Громовито бабахнули медножерные – едва ли не половина вновь созданного пушечного полка; зачастили мортирцы государевой бомбардирской роты, рассыпался бой мелкого ружья. Шведы, в упор обожженные картечью, ослепленные разрывами гранат, опешили, сгрудились, подпираемые задними рядами. И еще не умолкло эхо в перелесках, как ударил очередной залп, длиннее первого. Сотни тел в блекло-синем и голубом испятнали подступы к валу. Недавние преследователи, исторгнув дикий вопль, врассыпную покатились на тот край поля. Какое там атаковать русскую кавалерию, унести бы свои ноги, и подальше. Куда не достигает огонь петровского ретраншемента, который вдруг выплыл крутыми откосами в двухстах шагах. Скорее прочь, скорее в спасительный Будищенский лес, где темнеет квадратами королевская гвардия….
Войска тремя потоками выступали из лагеря, веером расходились по полю. У ворот ретраншемента в полном облачении стояли церковные причты, окропляя солдат святой водой. Слитно грохотали барабаны.
Петр, волнуясь, объезжал
Шведы сыграли марш. Тронулись. Оглушительно взрокотали барабаны, запели гобои и флейты. Русские гулкой поступью пошли навстречу врагу.
Армии сближались. Оставалось 30 саженей, когда из интервалов русской пехоты рявкнула полковая артиллерия. Пронзительно засвистела картечь, запрыгали раскаленные ядра, кромсая геометрическую стройность шведских колонн, прошибая в них длинные просеки. Гром повис над полем.
Ободряемые выстрелами своих немногих орудий, поставленных у леса, шведы все-таки преодолели опасное пространство, подступили вплотную, и фузейный огонь тысячами встречных взблесков разлился на версты вправо и влево. Пыль взгустилась невпроворот, взмыло громкое разноголосье – передние шеренги той и другой стороны схлестнулись в штыковой атаке…..
Напор королевских войск не ослабевал. Русские отвечали ударом на удар. Падали убитые, задние заступали на их место, принимая врага на штык, действуя прикладом. Чуть прогнулись было гренадеры, приметные по черным каскетам, но с фланга их незамедлительно подкрепили семеновцы, оттеснили ретивых зидерманландцев.

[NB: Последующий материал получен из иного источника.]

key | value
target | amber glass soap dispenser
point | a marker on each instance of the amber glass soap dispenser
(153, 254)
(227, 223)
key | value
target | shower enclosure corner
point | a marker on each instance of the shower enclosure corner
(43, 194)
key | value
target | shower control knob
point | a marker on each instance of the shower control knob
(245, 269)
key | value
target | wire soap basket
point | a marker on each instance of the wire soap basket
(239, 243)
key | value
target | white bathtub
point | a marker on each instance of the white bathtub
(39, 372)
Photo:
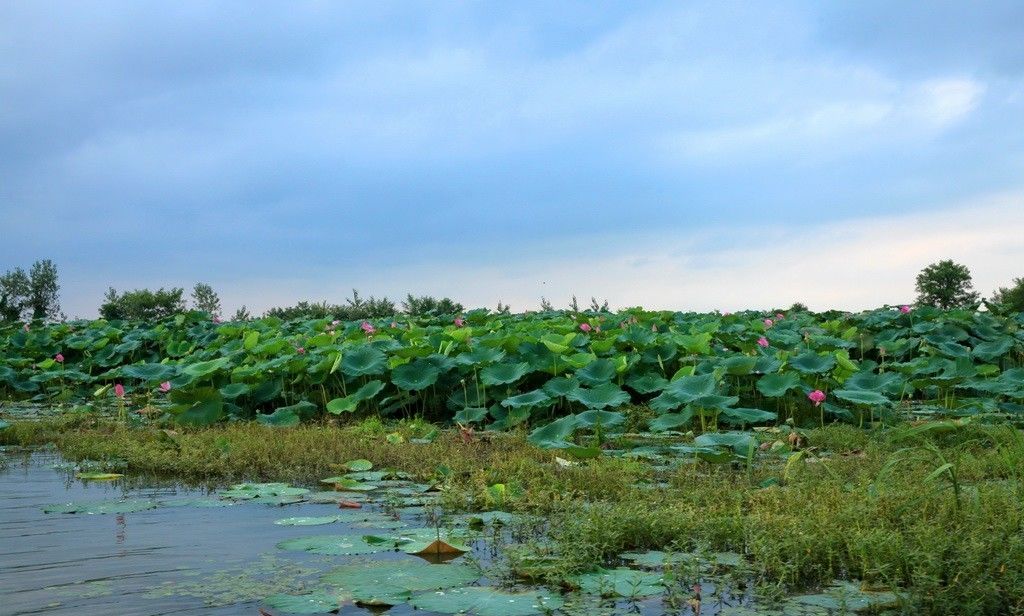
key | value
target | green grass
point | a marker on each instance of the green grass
(935, 513)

Дела принимали крутой оборот. Четыре батальона шведской пехоты враз обрушились на головной новгородский батальон, вломились меж рядами, разваливая их надвое, устрмились дальше, ко второй линии. Солдатский строй, рассеченный ударным клином, яростно огрызаясь, таял как воск. «Сеегер!» – гремело торжествующе. В пробитую брешь вливались новые и новые волны сине-голубых, за ними почти впритык – плыли штандарты королевской гвардии. Еще немного, и левое крыло русских будет отсечено от центра, и повторится то, что произошло рано поутру с колоннами Шлиппенбаха и Росса.
Страшный Петров крик остановил бегущих, обратил их лицом на запад, и тут же в открытый неприятельский фланг врезались загодя посаженные на коней преображенцы, шедшие с Петром, замолотили палашами, прорываясь навстречу ингерманландцам, которых привел Меншиков. К острию вражеского клина скорым шагом подходил второй новгородский батальон, обок с ними – облепленные рекрутами– выкатывались пушки. Первая и вторая шеренги новгородцев опустились на колено, дали залп, их стоя поддержали третья и четвертая, следом ударила в упор картечь.

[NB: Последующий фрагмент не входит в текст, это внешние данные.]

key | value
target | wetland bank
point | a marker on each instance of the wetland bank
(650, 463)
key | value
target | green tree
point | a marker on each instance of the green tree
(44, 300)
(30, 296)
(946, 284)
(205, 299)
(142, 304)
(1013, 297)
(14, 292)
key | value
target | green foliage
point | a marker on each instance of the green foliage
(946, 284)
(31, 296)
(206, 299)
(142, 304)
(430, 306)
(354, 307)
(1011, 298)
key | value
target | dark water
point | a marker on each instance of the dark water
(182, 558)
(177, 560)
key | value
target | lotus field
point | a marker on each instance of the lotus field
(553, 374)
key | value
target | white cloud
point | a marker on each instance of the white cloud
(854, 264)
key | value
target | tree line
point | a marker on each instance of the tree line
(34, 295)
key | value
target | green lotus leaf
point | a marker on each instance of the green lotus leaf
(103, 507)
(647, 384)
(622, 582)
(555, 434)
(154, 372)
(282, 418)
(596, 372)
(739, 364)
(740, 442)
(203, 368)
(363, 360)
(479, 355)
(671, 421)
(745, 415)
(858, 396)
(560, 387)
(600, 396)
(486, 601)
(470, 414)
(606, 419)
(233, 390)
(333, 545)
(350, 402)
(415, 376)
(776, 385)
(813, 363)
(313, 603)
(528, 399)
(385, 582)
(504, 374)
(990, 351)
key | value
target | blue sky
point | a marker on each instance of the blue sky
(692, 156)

Упландцы и кальмарцы, атакованные с трех сторон, заметались, затоптались на месте, открыли беспорядочный ответный огонь, и тоже в упор.
Линии шведов и русских сплелись в один гигантский клубок, пороховая гарь занавесила полнеба.
Драгунские крылья русских, сковав боем рейтарскую и кирасирскую кавалерию, своими крайними полками выносились все дальше в охват. Рев сгустился, штыковая свалка прихлынула вплотную, закипела вокруг. На глазах умирала гвардия, сдавленная русскими, шаг за шагом пятились остроготцы, далекарлийцы, зидерманландцы. Все рушилось. Начиналось бегство врассыпную. Русские драгуны, казаки, калмыки с разных сторон врубались в полуокруженное королевское войско, и шведы, потеряв строй, обезумев, искали спасенья в лесной чаще, в балках и оврагах; отдельные группы прорывались вдоль опушки на юг, надеясь укрыться за брустверами осадных траншей. Побросав ружья, понуро стояли пленные. Кто сопротивлялся– падал под палашами и кривыми саблями.»